Pénuries et crise alimentaire
Depuis des mois, les Sri-Lankais et les Sri-Lankaises subissent les effets de l’inflation et de ses conséquences directes: rationnements des carburants, pénurie de denrées alimentaires ou de médicaments, coupures d’électricité quotidiennes, faute de combustible pour les centrales. Avec le manque de devises étrangères, il n’est plus possible d’importer des produits essentiels. Et nombre de produits sont devenus trop chers pour la population.
De longues files d’attente se sont formées pour acquérir les derniers litres d’essence. Mais le pays a maintenant presque épuisé ses réserves d’essence et de gaz et ce qui reste est hors de prix: en six mois, le prix du diesel a grimpé de 230% et celui de l’essence de 137%. Le gouvernement a ordonné la fermeture des bureaux non essentiels et des écoles afin de réduire les déplacements et économiser du carburant.
Nombre de Sri-Lankais sont contraints de cuisiner avec du bois de chauffage. En conséquence, les fournisseurs ont doublé les prix et les abattages sauvages se multiplient. Les prix des denrées de base comme le riz et les légumes ont bondi, avec un impact direct sur l’économie des ménages.
L’ONU a déjà averti que le pays était en danger de grave crise humanitaire, avec les trois quarts de la population ayant déjà dû réduire leur alimentation et sauter des repas. Les organisations humanitaires ont lancé des appels à l’aide, avançant que les 2,4 millions de personnes qui vivaient déjà sous le seuil de pauvreté sont particulièrement menacées.
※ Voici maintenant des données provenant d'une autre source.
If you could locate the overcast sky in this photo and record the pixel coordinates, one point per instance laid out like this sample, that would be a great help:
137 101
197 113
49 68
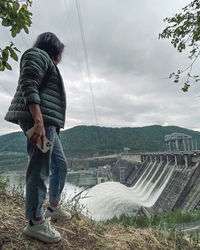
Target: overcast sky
128 64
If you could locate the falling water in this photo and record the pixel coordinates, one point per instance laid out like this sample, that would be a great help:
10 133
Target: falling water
110 199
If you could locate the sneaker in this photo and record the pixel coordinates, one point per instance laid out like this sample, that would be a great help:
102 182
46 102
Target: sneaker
44 232
57 214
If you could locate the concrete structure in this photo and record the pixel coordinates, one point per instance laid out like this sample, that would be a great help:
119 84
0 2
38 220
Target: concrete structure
179 142
103 174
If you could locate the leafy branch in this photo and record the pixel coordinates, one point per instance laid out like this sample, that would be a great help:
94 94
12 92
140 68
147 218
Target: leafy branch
184 32
13 14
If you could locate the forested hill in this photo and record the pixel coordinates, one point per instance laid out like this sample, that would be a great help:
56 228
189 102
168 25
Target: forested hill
89 140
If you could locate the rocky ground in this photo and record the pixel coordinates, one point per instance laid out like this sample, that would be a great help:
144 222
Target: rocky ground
80 233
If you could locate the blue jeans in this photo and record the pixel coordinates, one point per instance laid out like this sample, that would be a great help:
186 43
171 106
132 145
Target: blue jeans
40 165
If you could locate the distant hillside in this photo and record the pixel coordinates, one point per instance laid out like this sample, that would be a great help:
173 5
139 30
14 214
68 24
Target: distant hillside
89 140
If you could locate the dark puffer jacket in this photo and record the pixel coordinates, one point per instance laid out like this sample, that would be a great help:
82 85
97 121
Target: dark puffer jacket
39 82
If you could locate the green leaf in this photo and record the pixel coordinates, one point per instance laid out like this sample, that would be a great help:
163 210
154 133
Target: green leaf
2 67
8 66
24 6
6 22
15 6
5 55
13 54
16 49
13 33
26 30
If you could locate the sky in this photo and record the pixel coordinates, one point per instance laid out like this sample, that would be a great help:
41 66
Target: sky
128 65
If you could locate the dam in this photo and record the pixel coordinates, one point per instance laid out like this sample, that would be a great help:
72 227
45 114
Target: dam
151 183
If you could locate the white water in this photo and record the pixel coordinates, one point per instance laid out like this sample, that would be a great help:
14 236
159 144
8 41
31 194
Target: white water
110 199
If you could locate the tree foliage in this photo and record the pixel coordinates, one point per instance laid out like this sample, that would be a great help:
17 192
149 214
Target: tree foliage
184 33
13 14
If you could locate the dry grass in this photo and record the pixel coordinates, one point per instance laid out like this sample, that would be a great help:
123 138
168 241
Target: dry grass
78 233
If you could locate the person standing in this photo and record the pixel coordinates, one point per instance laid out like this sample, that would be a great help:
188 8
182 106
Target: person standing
40 102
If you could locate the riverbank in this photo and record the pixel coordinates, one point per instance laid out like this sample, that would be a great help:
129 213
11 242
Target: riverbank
81 233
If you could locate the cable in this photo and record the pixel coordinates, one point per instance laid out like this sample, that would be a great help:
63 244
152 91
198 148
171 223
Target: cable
86 58
72 36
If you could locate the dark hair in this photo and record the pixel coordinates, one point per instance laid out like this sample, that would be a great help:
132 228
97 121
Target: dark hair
50 43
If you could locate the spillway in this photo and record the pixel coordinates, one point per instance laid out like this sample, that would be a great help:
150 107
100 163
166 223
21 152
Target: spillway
110 199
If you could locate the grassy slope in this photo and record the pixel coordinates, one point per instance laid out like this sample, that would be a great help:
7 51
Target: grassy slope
80 233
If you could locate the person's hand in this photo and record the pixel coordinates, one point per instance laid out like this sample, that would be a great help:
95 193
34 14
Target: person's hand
38 134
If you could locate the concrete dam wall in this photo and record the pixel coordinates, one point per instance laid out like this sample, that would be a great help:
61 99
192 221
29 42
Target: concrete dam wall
165 182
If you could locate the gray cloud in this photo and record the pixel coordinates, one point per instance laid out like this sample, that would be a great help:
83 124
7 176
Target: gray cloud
127 63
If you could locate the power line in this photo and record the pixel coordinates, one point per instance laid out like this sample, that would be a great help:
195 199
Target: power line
72 35
86 57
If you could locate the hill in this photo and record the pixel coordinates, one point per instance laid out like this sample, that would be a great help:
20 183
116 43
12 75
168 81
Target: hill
83 233
83 141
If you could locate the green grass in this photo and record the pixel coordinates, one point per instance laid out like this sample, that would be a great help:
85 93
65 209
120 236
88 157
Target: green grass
171 219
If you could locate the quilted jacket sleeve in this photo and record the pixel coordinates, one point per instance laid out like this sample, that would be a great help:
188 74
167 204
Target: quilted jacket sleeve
33 68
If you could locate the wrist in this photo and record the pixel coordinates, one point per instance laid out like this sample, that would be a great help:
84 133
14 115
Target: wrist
39 121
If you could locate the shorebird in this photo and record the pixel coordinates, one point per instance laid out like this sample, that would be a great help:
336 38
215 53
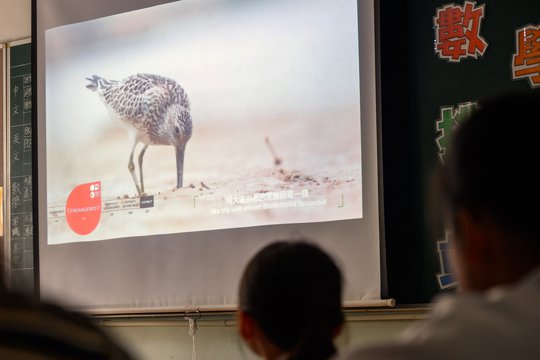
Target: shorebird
157 112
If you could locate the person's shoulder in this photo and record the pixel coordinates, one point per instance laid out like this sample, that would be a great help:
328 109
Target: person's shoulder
32 330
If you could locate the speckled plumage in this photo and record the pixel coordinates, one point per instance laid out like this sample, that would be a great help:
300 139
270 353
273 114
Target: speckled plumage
157 108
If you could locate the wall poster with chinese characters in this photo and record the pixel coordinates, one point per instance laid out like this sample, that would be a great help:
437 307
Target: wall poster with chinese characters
455 54
19 233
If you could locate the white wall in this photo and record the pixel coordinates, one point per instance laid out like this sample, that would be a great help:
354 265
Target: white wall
168 338
15 20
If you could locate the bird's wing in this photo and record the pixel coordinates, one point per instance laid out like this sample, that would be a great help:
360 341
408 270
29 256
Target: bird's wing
145 94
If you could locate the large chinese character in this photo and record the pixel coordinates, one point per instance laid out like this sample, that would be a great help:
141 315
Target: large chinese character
457 31
526 61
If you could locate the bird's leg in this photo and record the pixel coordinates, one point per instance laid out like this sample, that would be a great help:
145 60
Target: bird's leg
131 167
141 154
179 164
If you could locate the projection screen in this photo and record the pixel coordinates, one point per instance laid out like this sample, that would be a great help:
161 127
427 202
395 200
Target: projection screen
176 138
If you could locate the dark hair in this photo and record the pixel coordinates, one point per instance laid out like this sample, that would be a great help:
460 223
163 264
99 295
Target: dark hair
293 291
493 165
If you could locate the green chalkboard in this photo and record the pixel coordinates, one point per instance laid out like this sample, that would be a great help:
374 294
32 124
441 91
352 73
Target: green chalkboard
19 156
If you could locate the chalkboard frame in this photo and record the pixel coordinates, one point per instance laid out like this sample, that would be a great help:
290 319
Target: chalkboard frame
20 275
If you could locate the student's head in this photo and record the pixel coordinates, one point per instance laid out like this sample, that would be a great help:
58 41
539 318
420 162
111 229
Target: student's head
290 301
491 184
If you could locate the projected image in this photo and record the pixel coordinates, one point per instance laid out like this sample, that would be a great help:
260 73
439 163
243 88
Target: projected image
195 116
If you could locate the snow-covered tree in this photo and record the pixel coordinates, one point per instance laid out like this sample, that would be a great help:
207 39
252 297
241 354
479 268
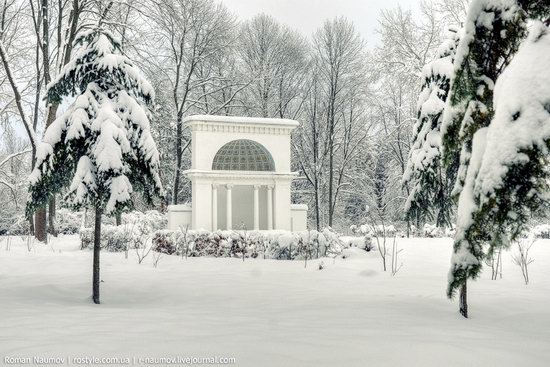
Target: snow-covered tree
513 182
492 34
429 182
101 148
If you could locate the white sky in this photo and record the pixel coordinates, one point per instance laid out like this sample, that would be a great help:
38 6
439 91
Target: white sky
308 15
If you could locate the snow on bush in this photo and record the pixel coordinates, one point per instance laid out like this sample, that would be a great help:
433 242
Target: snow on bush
541 231
135 226
280 245
113 238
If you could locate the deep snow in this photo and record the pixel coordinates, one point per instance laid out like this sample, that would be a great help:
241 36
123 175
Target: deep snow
272 313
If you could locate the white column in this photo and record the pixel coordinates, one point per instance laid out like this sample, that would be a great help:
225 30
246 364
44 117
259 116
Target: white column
214 207
269 207
256 207
229 208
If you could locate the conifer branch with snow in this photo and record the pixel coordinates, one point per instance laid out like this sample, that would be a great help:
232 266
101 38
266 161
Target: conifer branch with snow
101 148
429 196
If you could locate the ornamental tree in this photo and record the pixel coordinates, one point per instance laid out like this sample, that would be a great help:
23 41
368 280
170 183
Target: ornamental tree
430 182
101 148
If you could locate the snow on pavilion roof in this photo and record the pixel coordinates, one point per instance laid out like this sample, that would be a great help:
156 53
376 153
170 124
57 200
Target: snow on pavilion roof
243 155
241 120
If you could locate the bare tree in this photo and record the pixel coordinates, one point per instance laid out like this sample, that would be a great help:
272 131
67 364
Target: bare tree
522 258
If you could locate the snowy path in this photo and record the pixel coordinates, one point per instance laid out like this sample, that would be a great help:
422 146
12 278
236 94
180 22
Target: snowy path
273 313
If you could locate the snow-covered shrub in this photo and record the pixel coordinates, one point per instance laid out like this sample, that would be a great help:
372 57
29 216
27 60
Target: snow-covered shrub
150 221
113 238
362 239
281 245
19 226
362 242
433 231
163 241
68 221
541 231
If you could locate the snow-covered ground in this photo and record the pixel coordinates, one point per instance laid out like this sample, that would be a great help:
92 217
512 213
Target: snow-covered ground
272 313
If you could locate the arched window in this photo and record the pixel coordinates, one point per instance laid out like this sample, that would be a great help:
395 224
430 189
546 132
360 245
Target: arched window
243 155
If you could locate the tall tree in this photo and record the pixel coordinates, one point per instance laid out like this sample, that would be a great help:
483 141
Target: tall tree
339 59
190 34
492 33
101 147
430 184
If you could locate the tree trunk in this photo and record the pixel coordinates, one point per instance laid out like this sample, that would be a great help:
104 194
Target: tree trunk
463 301
40 225
51 217
97 249
179 153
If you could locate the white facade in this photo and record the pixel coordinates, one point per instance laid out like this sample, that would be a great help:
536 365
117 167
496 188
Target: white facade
240 176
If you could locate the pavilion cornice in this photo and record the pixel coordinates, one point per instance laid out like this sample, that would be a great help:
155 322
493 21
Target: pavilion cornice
241 175
241 128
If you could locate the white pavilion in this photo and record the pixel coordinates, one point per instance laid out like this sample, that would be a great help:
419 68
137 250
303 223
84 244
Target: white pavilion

En manque de tout, les habitantes et habitants descendent dans la rue depuis de longs mois, au péril de leur vie. En mai, les forces du président s’en sont pris violemment aux manifestants, faisant neuf morts et des centaines de blessés. Mais le mouvement de protestation a tout d’abord fait tomber le Premier ministre Mahinda Rajapaksa. Puis, acculé et forcé à fuir, le président Gotabaya Rajapaksa a promis de démissionner.